Home

Naheffing dividendbelasting bij dividendstripping

Geldig van 27 april 2001 tot 28 maart 2007
Geldig van 27 april 2001 tot 28 maart 2007

Naheffing dividendbelasting bij dividendstripping

Besluit CPP2002/1172M

Opvolgende besluiten
CPP2006/1783M
Versies van huidig besluit

Opschrift

[Tekst geldig vanaf 01-01-2007 tot 28-03-2007]
[Regeling ingetrokken per 28-03-2007]

De Staatssecretaris van Financiën heeft het volgende besloten.

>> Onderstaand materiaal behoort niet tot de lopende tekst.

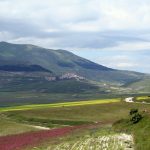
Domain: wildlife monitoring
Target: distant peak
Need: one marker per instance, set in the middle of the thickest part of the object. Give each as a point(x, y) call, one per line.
point(3, 42)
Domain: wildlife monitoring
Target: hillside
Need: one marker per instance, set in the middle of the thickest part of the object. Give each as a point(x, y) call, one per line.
point(61, 61)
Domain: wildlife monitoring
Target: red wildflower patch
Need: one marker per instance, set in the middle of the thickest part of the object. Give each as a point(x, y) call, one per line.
point(16, 142)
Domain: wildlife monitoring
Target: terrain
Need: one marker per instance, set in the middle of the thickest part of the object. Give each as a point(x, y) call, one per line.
point(76, 125)
point(33, 75)
point(53, 99)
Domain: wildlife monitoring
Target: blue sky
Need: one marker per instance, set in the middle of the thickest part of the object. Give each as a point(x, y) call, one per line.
point(115, 33)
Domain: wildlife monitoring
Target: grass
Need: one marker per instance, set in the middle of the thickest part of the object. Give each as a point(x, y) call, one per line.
point(95, 138)
point(9, 127)
point(140, 131)
point(67, 104)
point(74, 113)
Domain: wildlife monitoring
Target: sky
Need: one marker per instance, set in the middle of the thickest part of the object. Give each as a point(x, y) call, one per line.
point(114, 33)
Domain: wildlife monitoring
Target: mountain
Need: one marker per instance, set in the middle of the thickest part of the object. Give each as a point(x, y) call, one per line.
point(25, 57)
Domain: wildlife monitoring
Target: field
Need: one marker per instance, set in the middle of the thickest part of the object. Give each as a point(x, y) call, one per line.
point(103, 113)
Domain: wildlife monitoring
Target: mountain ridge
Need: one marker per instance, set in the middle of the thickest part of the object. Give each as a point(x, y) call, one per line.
point(61, 62)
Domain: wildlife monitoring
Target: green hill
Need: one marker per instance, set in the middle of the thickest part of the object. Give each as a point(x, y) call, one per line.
point(62, 61)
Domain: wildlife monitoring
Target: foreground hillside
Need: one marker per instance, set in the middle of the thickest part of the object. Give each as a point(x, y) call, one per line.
point(60, 62)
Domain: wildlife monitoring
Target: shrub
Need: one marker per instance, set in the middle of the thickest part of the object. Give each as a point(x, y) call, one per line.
point(135, 116)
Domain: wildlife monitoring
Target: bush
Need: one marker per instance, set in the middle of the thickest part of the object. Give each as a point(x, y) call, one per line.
point(135, 117)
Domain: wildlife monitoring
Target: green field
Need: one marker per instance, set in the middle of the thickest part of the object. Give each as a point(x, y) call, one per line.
point(107, 111)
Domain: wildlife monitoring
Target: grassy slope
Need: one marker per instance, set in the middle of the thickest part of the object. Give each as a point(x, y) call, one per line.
point(65, 104)
point(141, 131)
point(141, 86)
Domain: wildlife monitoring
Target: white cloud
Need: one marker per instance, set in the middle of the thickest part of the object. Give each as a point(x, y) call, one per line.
point(104, 25)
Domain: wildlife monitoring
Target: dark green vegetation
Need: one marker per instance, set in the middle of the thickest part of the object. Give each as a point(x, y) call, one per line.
point(33, 75)
point(61, 61)
point(140, 130)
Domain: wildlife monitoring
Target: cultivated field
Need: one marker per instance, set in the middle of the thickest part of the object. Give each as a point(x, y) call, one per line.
point(104, 113)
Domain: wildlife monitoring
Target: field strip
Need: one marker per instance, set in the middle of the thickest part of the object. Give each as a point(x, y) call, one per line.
point(65, 104)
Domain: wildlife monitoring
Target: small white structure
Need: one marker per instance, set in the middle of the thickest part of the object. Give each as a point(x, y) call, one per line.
point(129, 100)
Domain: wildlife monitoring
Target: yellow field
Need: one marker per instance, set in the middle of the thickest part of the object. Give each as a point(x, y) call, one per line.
point(142, 98)
point(67, 104)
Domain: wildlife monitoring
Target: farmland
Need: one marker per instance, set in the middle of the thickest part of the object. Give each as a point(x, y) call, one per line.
point(65, 115)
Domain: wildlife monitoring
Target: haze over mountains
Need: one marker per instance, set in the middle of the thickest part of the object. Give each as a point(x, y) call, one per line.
point(29, 64)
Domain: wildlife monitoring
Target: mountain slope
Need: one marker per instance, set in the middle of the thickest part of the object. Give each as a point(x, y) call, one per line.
point(61, 61)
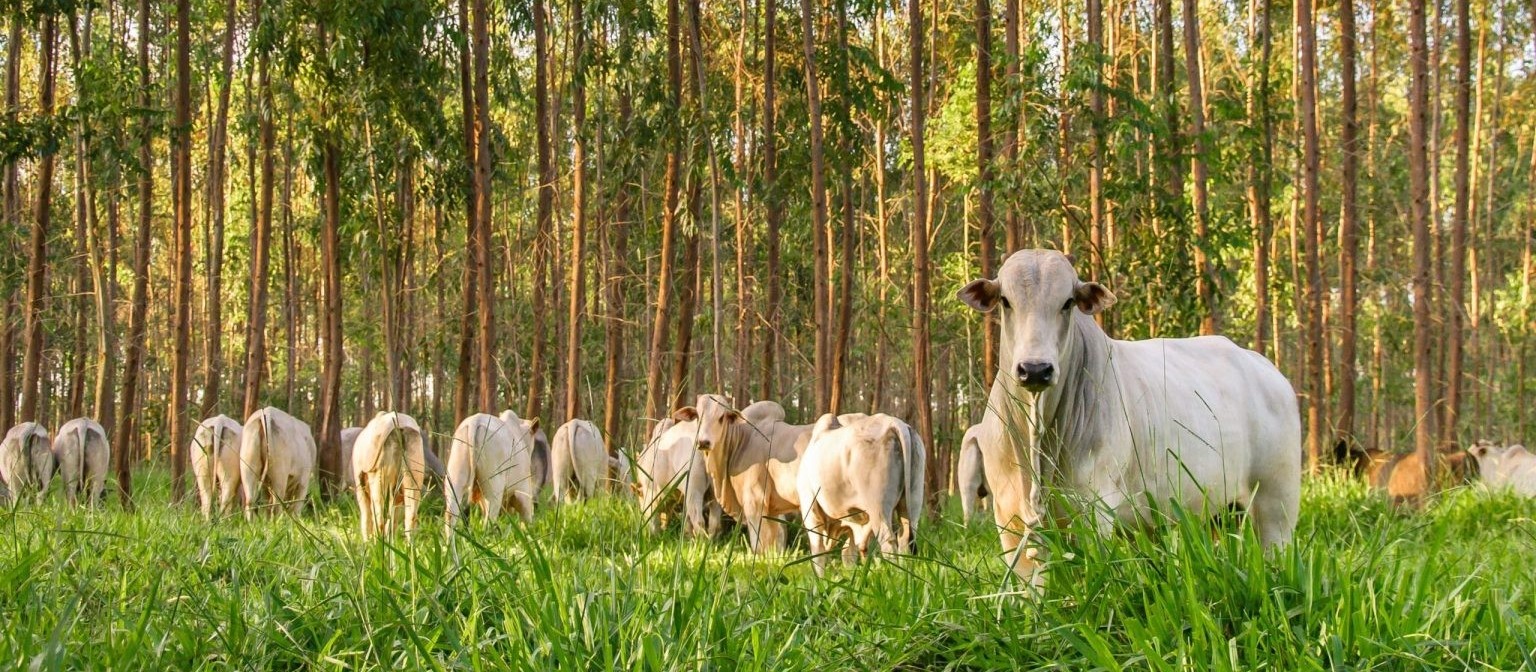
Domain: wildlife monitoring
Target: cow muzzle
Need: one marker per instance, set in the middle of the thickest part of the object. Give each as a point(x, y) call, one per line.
point(1036, 376)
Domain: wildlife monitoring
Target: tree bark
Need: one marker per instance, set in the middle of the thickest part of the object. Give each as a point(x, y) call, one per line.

In het voorstel van wet tot wijziging van belastingwetten in verband met dividendstripping en het verlenen van optierechten aan werknemers (27 896) dat thans ter behandeling bij de Eerste Kamer ligt, is een maatregel opgenomen tegen dividendstripping. De voorgestelde maatregel werkt terug tot en met 27 april 2001. De maatregel komt erop neer dat inhouding van dividendbelasting niet achterwege mag blijven of teruggaaf, vermindering of verrekening van dividendbelasting niet wordt verleend als de dividendontvanger niet de uiteindelijk gerechtigde is. In de nota naar aanleiding van het verslag bij bovenstaand wetsvoorstel wordt ten aanzien van de vrijstelling dan wel vermindering van dividendbelasting het volgende opgemerkt. Wanneer ten onrechte is afgezien van inhouding van dividendbelasting of tot een te laag bedrag is ingehouden, kan de inspecteur een naheffingsaanslag opleggen aan de inhoudingsplichtige. Indien dit echter te wijten is aan het niet naleven van bepalingen van de belastingwet door een ander dan de inhoudingsplichtige, kan de naheffingsaanslag worden opgelegd aan die ander. Deze situatie kan zich voordoen indien de dividendontvanger onjuiste informatie heeft verstrekt. In dit kader is de vraag opgekomen in welke gevallen de aanslag in ieder geval niet bij de inhoudingsplichtige zal worden opgelegd.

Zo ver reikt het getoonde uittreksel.